March Höld: Alter Käfer (Tom Waits)
Die Sonnenbrille ist ihm verrutscht, die Füße kalt. Was nützt es, wenn einer schon mit Marianne Faithful, mit Musikern von The Doors, Cream, Velvet Underground gespielt hat? Plattenaufnahmen mit Chet Baker und Miles Davis? Die Provinz ist taub, sie hat’s nicht gehört. Die beiden Mädels links von ihm haben ihm seinen Zipfel der Bettdecke weggezogen. Im Keller steht der kalte Rauch der letzten Nacht.

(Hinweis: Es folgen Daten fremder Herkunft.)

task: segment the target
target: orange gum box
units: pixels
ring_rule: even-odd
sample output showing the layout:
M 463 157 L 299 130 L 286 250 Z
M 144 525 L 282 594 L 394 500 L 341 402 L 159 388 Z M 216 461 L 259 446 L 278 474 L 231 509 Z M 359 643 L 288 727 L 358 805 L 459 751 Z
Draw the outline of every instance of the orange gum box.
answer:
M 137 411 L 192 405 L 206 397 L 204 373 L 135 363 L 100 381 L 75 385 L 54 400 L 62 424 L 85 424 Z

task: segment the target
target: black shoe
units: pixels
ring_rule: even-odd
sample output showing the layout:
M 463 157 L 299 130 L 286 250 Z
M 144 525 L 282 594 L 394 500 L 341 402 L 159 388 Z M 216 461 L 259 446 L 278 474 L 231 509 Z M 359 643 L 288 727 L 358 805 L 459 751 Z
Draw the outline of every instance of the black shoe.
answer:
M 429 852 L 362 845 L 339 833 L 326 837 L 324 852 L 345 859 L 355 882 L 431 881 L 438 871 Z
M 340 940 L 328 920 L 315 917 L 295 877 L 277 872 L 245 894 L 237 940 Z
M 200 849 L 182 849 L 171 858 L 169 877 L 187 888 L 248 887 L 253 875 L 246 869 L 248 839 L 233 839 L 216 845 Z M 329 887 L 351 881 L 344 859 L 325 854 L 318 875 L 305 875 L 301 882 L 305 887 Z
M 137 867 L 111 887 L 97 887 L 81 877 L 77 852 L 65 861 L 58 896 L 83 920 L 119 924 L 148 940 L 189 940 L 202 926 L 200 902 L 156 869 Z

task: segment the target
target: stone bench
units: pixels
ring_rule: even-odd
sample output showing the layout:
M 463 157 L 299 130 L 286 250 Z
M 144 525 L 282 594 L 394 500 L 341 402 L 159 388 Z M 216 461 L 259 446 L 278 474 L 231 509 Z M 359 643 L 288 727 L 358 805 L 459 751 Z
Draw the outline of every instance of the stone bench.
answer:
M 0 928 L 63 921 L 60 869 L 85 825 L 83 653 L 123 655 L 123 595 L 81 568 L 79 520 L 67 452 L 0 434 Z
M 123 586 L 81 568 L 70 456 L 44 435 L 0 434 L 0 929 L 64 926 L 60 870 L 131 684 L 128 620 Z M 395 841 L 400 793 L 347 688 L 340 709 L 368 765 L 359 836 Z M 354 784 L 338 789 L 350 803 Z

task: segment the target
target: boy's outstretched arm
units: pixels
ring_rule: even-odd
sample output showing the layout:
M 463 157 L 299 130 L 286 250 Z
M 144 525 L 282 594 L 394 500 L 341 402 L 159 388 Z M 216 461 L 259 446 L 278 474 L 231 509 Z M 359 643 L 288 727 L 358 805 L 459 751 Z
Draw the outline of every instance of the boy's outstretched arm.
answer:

Mit dem Handballen schiebt er sich die dunklen Gläser zurecht. Was hat er geglaubt, hier in den Neunzigern, jetzt in diesem burgenländischen Dorf? Für sechs Personen nur zwei Decken. Da nützt es auch nichts, daß er mit den paar jugendlichen Außenseitern auf dem Matratzenlager liegt, die die Discographie der Doors auswendig hersagen können. Während der Party haben sie noch bei jedem Namen, den er erwähnt hat, eine passende Lyrikline gebrummt, einen Rhythmus auf ein Tschikpackerl geklopft. Aber nun schlafen und frieren sie. Sie teilen die zwei Decken ebensowenig, wie er sein Koks mit ihnen geteilt hat.
Er tastet sich durch die neben der Matratze verstreuten CD-Hüllen, zerbricht eine lose Silberscheibe unter seinem Knie. Oder vielleicht ist es auch nur sein alter Meniskus, der da knackt, beleidigt von den Stunden, die er im Schneidersitz auf der Matratze saß und trank. Da ist der Ölofen noch gelaufen. Kurz überlegt er, ob er nachfüllen und das Ding wieder anheizen soll. Dann findet er seine Lederjacke in einer Ecke. Unter einem großen, schweren Mantel, den er auch gleich mitnimmt.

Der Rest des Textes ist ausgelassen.